CultureSafe NZ, founded by Allan Halse and based in Hamilton, prides itself on being New Zealand's leading advocacy group against workplace bullying.
The organisation is preparing for its third annual conference, which will be held on November 13.
This year CultureSafe will be zoning in on the new Health and Safety at Work Act 2015, intending to make the new legislation's implications clear, to talk about the potential repercussions for employers who are enabling workplace bullying, and delving into the sort of psychological harm that can be inflicted on those on the receiving end of bullying.
Halse said last year the conference discussed why bullying in the workplace is so rife in New Zealand. They came to the conclusion that "nobody polices it".
"There is no jurisdiction in New Zealand where you can take a workplace bullying case," said Halse. "You end up having to take it to the Employment Relations Authority or the Employment Court and they rule on the Employment Relations Act 2000, which has got nothing to do with workplace bullying."
Workplace bullying is covered by the Health and Safety at Work Act legislation, and "there's no court in the land" in which that Act can be used. The responsibilities for any legalities of that document fall on Worksafe, said Halse.
In turn, he believes the Government, the Ministry for Business, Innovation and Employment (MBEI) and Worksafe simply do not care about enforcing the Health and Safety at Work Act.
Halse pointed out that Worksafe (a rebranded OSH) gets out and enforces workplace legislation regarding physical safety, but not mental and psychological safety, as is threatened by bullying.
"New Zealand has the second worst record in the developed world for workplace bullying, and that's why.
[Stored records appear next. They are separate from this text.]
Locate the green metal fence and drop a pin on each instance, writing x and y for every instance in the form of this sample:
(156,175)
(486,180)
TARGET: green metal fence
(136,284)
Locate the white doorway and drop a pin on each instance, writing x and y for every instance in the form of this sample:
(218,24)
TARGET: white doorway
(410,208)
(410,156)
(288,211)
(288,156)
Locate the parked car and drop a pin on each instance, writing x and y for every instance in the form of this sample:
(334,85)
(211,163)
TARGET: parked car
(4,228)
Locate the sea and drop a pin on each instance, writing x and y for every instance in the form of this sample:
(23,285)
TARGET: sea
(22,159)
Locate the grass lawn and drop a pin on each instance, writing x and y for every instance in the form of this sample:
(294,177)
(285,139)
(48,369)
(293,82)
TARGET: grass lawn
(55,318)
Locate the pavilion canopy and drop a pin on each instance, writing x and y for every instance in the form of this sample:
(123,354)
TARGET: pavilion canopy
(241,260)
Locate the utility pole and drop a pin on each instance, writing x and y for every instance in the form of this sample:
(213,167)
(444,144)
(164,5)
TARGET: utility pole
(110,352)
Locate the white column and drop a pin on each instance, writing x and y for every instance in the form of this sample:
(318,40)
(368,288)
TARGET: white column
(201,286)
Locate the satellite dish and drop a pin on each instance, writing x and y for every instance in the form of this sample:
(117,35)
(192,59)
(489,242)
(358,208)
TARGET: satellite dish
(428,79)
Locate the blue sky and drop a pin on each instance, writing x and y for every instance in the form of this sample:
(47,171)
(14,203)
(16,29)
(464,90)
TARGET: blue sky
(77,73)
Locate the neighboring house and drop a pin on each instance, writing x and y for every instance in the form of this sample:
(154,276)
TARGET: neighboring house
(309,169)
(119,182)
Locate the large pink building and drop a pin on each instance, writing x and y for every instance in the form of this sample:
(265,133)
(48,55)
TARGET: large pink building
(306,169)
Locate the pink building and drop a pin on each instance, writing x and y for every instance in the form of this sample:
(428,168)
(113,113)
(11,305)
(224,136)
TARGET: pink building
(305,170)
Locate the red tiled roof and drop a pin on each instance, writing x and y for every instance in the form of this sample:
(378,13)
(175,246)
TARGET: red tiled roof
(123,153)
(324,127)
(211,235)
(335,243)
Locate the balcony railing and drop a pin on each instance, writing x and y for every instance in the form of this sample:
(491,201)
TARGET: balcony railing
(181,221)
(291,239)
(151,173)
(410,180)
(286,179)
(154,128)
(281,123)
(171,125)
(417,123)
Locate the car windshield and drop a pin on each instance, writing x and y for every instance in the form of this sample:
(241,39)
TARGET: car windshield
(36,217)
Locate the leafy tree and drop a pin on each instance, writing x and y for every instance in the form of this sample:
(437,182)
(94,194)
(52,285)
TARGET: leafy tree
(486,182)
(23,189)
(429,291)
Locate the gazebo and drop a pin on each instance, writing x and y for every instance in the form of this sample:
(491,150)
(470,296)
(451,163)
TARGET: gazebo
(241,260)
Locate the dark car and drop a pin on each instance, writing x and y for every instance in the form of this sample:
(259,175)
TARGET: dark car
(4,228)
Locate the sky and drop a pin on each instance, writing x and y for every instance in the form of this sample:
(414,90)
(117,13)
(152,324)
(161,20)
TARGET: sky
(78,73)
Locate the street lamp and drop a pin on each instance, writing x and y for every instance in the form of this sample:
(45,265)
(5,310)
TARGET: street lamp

There's no consequence and there's no accountability," he said.
A handbook, Preventing and Responding to Workplace Bullying was published in February 2014, the first of its kind to be published since he entered the workforce.
CultureSafe is continuing to ask the Government for more surveys on workers' psychological wellbeing amidst employment relations. The last research was conducted back in 2009, and found that one in nine New Zealanders had experienced bullying at work in the previous six months.
No surveys have been done since then, and Halse said another one needs to be carried out soon, especially following the Preventing and Responding to Workplace Bullying publication.
"In New Zealand we have normalised bullying," he said.Seventy per cent of bullying comes from the top down, implying managers inflict it on staff in a subservient role and have difficulty standing up for themselves because they do not want to lose their jobs.
"The idea on November 13 at the conference is to go 'Hey, this is really serious', because not only is bullying not good for an organisation, the cost for the individual can be horrendous in terms of the psychological harm." Halse said if legislation were effective, bullying could be stopped in its tracks as the perpetrators would see consequences and be held accountable. The conference is at the Verandah Function Centre at Hamilton lake.